What happens when homeowners default on their monthly mortgage payments varies on a state-by-state basis. Some states have recourse mortgage laws. Recourse mortgages allow banks/lenders to foreclose on the collateral in the home AND then pursue the homeowner in court for the difference between the collateral proceeds from the sale of the home and the outstanding mortgage (plus interest, fees, etc.) amount. Lenders can go after the homeowner’s other assets, garnish their wages, etc. until the homeowner pays the bank/ender everything off and settles with the bank. The only other option the borrower has in this situation would be to declare bankruptcy.
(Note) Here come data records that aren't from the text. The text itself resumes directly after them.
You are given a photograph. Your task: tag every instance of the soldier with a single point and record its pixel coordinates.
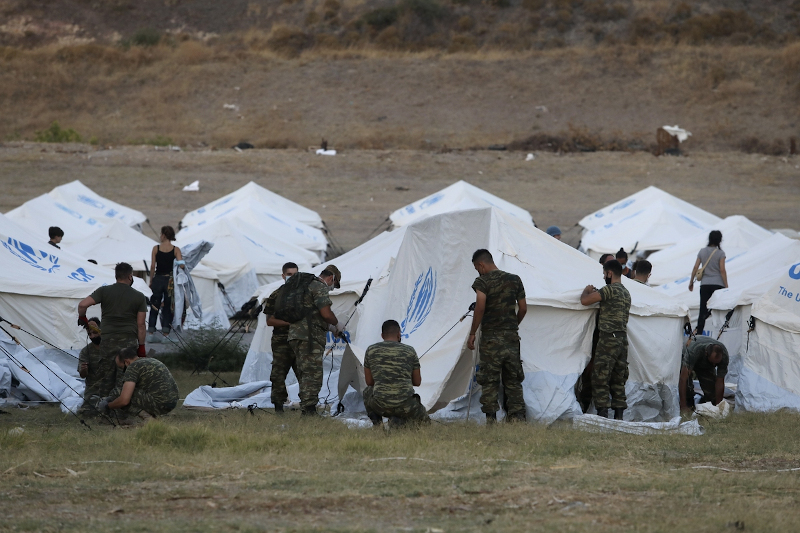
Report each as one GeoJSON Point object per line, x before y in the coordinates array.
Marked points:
{"type": "Point", "coordinates": [610, 371]}
{"type": "Point", "coordinates": [391, 371]}
{"type": "Point", "coordinates": [148, 389]}
{"type": "Point", "coordinates": [708, 358]}
{"type": "Point", "coordinates": [282, 355]}
{"type": "Point", "coordinates": [124, 312]}
{"type": "Point", "coordinates": [497, 295]}
{"type": "Point", "coordinates": [95, 365]}
{"type": "Point", "coordinates": [307, 336]}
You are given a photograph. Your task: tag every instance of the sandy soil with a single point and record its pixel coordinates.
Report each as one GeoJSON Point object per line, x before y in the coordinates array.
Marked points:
{"type": "Point", "coordinates": [355, 191]}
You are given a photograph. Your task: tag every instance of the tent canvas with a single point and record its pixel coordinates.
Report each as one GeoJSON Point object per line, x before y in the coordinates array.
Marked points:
{"type": "Point", "coordinates": [271, 201]}
{"type": "Point", "coordinates": [770, 378]}
{"type": "Point", "coordinates": [458, 196]}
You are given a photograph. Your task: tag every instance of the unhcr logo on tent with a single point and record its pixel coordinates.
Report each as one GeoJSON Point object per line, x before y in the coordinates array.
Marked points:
{"type": "Point", "coordinates": [420, 304]}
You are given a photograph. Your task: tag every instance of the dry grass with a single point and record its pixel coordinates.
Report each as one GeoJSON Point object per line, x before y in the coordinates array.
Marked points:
{"type": "Point", "coordinates": [226, 471]}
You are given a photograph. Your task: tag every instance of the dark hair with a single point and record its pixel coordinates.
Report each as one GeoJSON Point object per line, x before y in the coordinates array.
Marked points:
{"type": "Point", "coordinates": [613, 266]}
{"type": "Point", "coordinates": [482, 256]}
{"type": "Point", "coordinates": [715, 238]}
{"type": "Point", "coordinates": [168, 232]}
{"type": "Point", "coordinates": [122, 270]}
{"type": "Point", "coordinates": [389, 327]}
{"type": "Point", "coordinates": [126, 354]}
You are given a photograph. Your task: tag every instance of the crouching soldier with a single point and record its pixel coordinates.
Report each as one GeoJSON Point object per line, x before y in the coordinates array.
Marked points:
{"type": "Point", "coordinates": [148, 389]}
{"type": "Point", "coordinates": [708, 358]}
{"type": "Point", "coordinates": [391, 371]}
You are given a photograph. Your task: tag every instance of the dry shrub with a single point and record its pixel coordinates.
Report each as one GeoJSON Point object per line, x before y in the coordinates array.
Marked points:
{"type": "Point", "coordinates": [289, 41]}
A non-recourse mortgage limits the banks/lenders from going after the homeowner for anything on top of the collateral in the house. The lender/bank just has to swallow those losses from unpaid mortgage fees, interest, etc. And the homeowner gets to move on without paying any more debt.
There are 12 non-recourse states (Alabama, Arizona, California, Iowa, Minnesota, Montana, North Carolina, North Dakota, Oregon, Washington, Wisconsin and Nevada. There are 38 states and the District of Columbia that follow recourse laws.
Despite the intention of mortgage laws, nothing about these non-recourse and recourse mortgage laws have done anything to deter homeowners from defaulting on their mortgages and doing damages to mortgage insurers, banks and lenders.
Wolf Richter writes that “mortgage crises happen because the people on the margin – the 10% most vulnerable people – along with people and investors who’ve simply gotten in over their heads during periods of irrational exuberance throw in the towel regardless of any theoretical rights that banks have in chasing after them.”
Such a mortgage crisis happened in Spain in late 2007. Such a crisis could easily happen in Australia and Canada where prices are at all time highs, interest rates are climbing and defaults are beginning to increase. No country is immune from housing busts and mortgage crises.
And because memories are short, no country is immune from (recurring) housing busts and mortgage crises, it’s important to acknowledge that size matters. that, as Richter writes, “when the US catches a cold the world catches pneumonia.”